Thursday, January 7, 2016

Story First

Anyone else wearied by myriad causes du jour? By politics and the endless “debates” about it on social media? By the expectation of outrage or an emotional response about [fill in the blank] lest one be labeled by folks who are outraged, offended, etc.?

In the literary realm, one current debate is the “inclusiveness” of novels, and some people think we need to keep score: x number of ethnic characters, x number of certain genders or sexual orientations, and so on. There’s plenty of agenda-driven fiction out there, from a variety of political, religious, and cultural viewpoints. From whence comes this need to turn stories into soapboxes or pulpits?

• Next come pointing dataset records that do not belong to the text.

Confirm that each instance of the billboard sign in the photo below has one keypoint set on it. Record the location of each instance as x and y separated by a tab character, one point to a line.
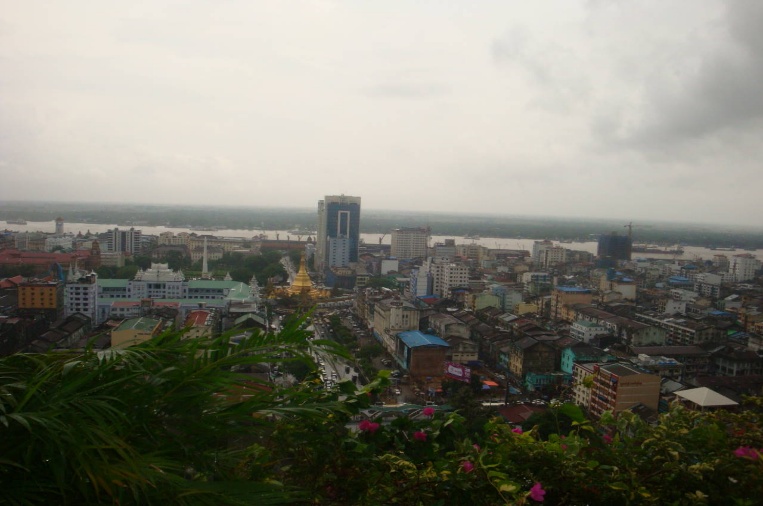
458	372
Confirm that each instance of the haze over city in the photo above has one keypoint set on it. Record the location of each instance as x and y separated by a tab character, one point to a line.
643	110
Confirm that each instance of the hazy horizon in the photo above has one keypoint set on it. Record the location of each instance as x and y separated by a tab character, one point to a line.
638	111
121	207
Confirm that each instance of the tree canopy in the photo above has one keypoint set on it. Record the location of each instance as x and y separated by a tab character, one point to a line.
176	421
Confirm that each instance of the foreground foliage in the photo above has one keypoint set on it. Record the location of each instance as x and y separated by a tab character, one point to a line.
173	422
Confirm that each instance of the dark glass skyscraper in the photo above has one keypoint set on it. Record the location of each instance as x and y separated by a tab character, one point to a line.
338	231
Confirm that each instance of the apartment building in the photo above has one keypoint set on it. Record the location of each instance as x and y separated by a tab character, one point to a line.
617	387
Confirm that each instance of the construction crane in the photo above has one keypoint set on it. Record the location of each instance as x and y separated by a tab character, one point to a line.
629	226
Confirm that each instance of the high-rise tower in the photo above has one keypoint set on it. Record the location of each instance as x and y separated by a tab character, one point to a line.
59	226
338	232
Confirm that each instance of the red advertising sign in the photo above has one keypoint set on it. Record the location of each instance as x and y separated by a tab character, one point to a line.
458	372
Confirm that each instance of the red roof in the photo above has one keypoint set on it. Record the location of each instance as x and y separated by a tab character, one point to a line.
125	303
11	282
197	318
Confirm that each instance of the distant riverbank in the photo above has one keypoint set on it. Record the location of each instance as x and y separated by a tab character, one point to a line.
689	252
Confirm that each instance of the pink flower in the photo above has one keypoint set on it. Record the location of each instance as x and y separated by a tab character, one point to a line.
746	452
368	426
537	493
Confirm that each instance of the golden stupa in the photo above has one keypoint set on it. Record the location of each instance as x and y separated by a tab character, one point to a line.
302	286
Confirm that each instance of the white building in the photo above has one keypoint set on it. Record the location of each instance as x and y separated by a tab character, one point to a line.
420	282
744	267
447	276
338	251
126	241
56	242
583	330
81	294
410	243
389	265
708	284
157	282
391	317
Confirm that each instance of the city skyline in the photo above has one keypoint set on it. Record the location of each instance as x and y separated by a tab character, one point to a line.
581	109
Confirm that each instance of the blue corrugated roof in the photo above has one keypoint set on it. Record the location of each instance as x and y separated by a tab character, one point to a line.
416	338
573	289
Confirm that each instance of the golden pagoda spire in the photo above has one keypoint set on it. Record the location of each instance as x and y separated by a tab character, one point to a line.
301	281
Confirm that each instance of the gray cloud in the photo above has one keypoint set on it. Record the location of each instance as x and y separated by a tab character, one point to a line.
721	93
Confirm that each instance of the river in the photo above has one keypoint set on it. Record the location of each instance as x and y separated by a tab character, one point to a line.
690	252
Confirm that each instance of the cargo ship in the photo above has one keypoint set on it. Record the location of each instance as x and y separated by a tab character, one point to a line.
656	250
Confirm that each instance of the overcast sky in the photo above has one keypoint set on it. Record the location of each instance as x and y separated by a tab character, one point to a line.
640	110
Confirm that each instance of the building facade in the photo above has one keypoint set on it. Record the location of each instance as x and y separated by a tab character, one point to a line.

I have opinions and beliefs, and I’ll talk about them, but not everyone requires, deserves, or is entitled to knowing what they are. In this age of constant exposure, personal freedoms and privacy are in becoming a short supply. So is moderation of speech and behavior.

The Internet, as valuable as it can be, is also a digital three-ring circus. Society/culture at large is often a flamboyant, obnoxious tyranny demanding everyone think alike.

Not gonna happen.

Even in the most repressive governmental regimes, silence or outward compliance have never meant assent. There is always an underground.

I cannot and will not divorce what I believe from what I write. However, my focus is story first

a draft of Dragon's Rook (cKB)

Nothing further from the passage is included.